Demos-Actions International Food

Dozens hurt in South Korea beef protest

By JAE-SOON CHANG – 3 hours ago

SEOUL, South Korea (AP) — Dozens were injured in the largest protest yet over an agreement to resume U.S. beef imports to South Korea, according to authorities and media reports Saturday.

A crowd estimated by police at 65,000 demonstrated in central Seoul on Friday night. Some marched on a road leading to the presidential Blue House but were blocked by a barricade of police buses.

Riot police later clashed with demonstrators who tried to march to the presidential office through a back alley.

About 25 riot police were hospitalized and protesters smashed the windows of four of the buses, said an officer at the Seoul Metropolitan Police Agency. The officer declined to give his name, citing office policy.

The injuries were not critical, he said.

The officer had no information on the number of protesters injured and rally organizers were not immediately available for comment. News cable channel YTN said "dozens" of protesters were hurt.

South Koreans have been taking to the streets for weeks to criticize President Lee Myung-bak for his handling of an April agreement with Washington to restart imports of U.S. beef.

On Thursday night, a crowd estimated at 25,000 people staged a candlelight protest downtown. Organizers have pledged that rallies will continue nonstop though Sunday.

Many South Koreans fear that the beef deal fails to protect the nation from mad cow disease by allowing beef from older U.S. cattle, considered at greater risk of the illness.

Protesters complain Lee has ignored their concerns, behaved arrogantly and given in to U.S. demands.

A contrite Lee vowed Friday to take a "humble attitude."

"I will open my ears in a more humble attitude and listen to the people," Lee said in a speech Friday to commemorate Memorial Day, a national holiday. He did not directly mention the beef dispute.

Later Friday, presidential spokesman Lee Dong-kwan said all eight senior presidential secretaries — including himself — had offered to resign.

In South Korea, senior officials sometimes offer to step down during times of crisis to deflect or diminish criticism of an embattled leader.
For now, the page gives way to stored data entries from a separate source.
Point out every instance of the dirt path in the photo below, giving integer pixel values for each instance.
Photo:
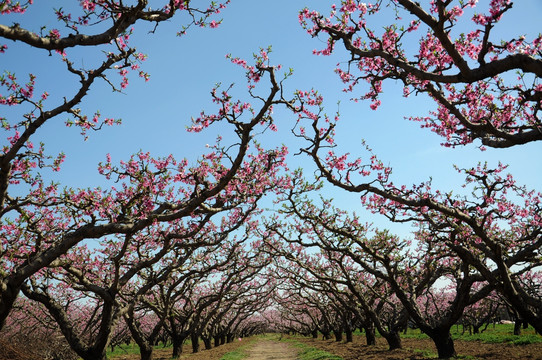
(271, 350)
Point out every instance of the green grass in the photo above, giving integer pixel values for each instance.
(234, 355)
(501, 333)
(130, 349)
(311, 353)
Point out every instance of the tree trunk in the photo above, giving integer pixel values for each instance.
(146, 353)
(517, 327)
(349, 335)
(444, 343)
(195, 342)
(207, 342)
(370, 334)
(394, 340)
(177, 342)
(338, 335)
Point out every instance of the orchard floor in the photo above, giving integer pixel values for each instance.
(413, 349)
(416, 349)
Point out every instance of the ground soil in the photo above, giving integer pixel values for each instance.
(413, 349)
(271, 350)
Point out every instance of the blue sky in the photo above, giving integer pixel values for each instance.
(183, 71)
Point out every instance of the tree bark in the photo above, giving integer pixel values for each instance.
(195, 342)
(444, 343)
(394, 340)
(370, 334)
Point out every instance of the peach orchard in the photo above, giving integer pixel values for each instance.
(173, 248)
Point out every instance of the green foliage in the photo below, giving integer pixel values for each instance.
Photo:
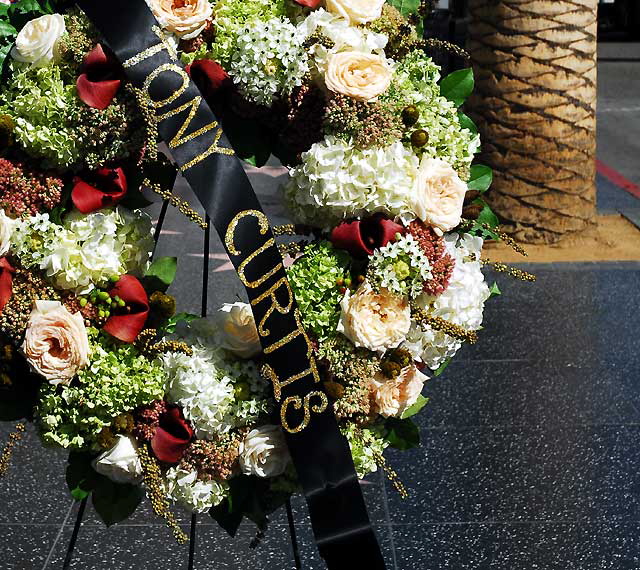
(402, 434)
(457, 86)
(481, 178)
(417, 407)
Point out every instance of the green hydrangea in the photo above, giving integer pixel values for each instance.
(117, 380)
(314, 279)
(366, 444)
(416, 83)
(230, 17)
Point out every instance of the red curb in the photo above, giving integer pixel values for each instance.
(617, 178)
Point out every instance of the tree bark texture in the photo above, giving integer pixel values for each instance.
(535, 103)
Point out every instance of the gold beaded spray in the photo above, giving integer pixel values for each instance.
(7, 453)
(156, 494)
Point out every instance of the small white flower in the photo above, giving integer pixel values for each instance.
(37, 41)
(264, 452)
(120, 463)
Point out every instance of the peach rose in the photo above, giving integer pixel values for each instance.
(392, 398)
(356, 11)
(439, 195)
(362, 76)
(56, 343)
(377, 321)
(184, 18)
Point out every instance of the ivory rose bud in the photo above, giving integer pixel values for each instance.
(377, 321)
(184, 18)
(393, 397)
(264, 452)
(121, 463)
(56, 343)
(37, 41)
(362, 76)
(7, 225)
(238, 332)
(439, 195)
(356, 11)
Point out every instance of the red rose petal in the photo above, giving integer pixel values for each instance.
(108, 188)
(126, 326)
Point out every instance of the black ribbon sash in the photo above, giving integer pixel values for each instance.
(320, 453)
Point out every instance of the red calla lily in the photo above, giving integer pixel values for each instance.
(172, 436)
(361, 237)
(100, 79)
(308, 3)
(6, 282)
(210, 77)
(127, 323)
(107, 187)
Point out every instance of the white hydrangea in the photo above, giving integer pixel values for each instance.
(269, 60)
(205, 386)
(87, 250)
(400, 266)
(462, 303)
(185, 489)
(337, 181)
(343, 36)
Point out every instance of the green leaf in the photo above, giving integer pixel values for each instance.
(457, 86)
(481, 178)
(467, 123)
(172, 323)
(161, 273)
(442, 367)
(413, 410)
(115, 502)
(403, 434)
(6, 29)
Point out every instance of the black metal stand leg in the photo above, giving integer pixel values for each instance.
(74, 535)
(192, 541)
(294, 538)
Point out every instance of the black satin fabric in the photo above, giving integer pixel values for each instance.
(320, 453)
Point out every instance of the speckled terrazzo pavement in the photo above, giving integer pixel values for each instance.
(529, 460)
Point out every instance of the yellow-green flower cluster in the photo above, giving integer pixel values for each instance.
(117, 380)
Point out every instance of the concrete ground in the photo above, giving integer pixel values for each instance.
(530, 442)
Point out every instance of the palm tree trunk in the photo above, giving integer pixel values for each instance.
(535, 100)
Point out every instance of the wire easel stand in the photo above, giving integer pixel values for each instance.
(194, 518)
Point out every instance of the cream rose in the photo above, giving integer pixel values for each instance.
(362, 76)
(7, 225)
(356, 11)
(264, 452)
(238, 332)
(121, 463)
(56, 342)
(377, 321)
(37, 41)
(439, 195)
(184, 18)
(394, 397)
The spokesman said Saturday it was not clear whether or when the president would accept the resignations.

South Korea’s government said last week it would begin allowing imports this week, but withdrew the plan at the last minute Monday, apparently fearful of a public backlash.

The government also said it has asked the United States to refrain from exporting beef from cattle 30 months of age or older. Still, it stopped short of directly asking Washington for a renegotiation of the deal and failed to calm public anger.

On Friday, President Lee ruled out any formal renegotiation, saying it might spark a trade dispute that could affect the country’s export-driven economy, especially the key auto and semiconductor industries.

"We are a trade-dependent nation," Lee said during a meeting with Buddhist leaders. "Demanding renegotiation will cause an enormous problem due to trade friction."

Lee said he would seek other ways to keep beef from older cattle from entering the country, and that the United States is "actively cooperating" with Seoul to find a solution.

U.S. beef has been banned from South Korea for most of the past 4 1/2 years since the first case of mad cow disease in the U.S. was discovered in late 2003. Two subsequent cases were found.

Scientists believe the disease spreads when farmers feed cattle recycled meat and bones from infected animals. The U.S. banned recycled feeds in 1997.

In humans, eating meat products contaminated with the illness is linked to variant Creutzfeldt-Jakob disease, a rare and fatal malady blamed for the deaths of over 150 people worldwide, mostly in Britain.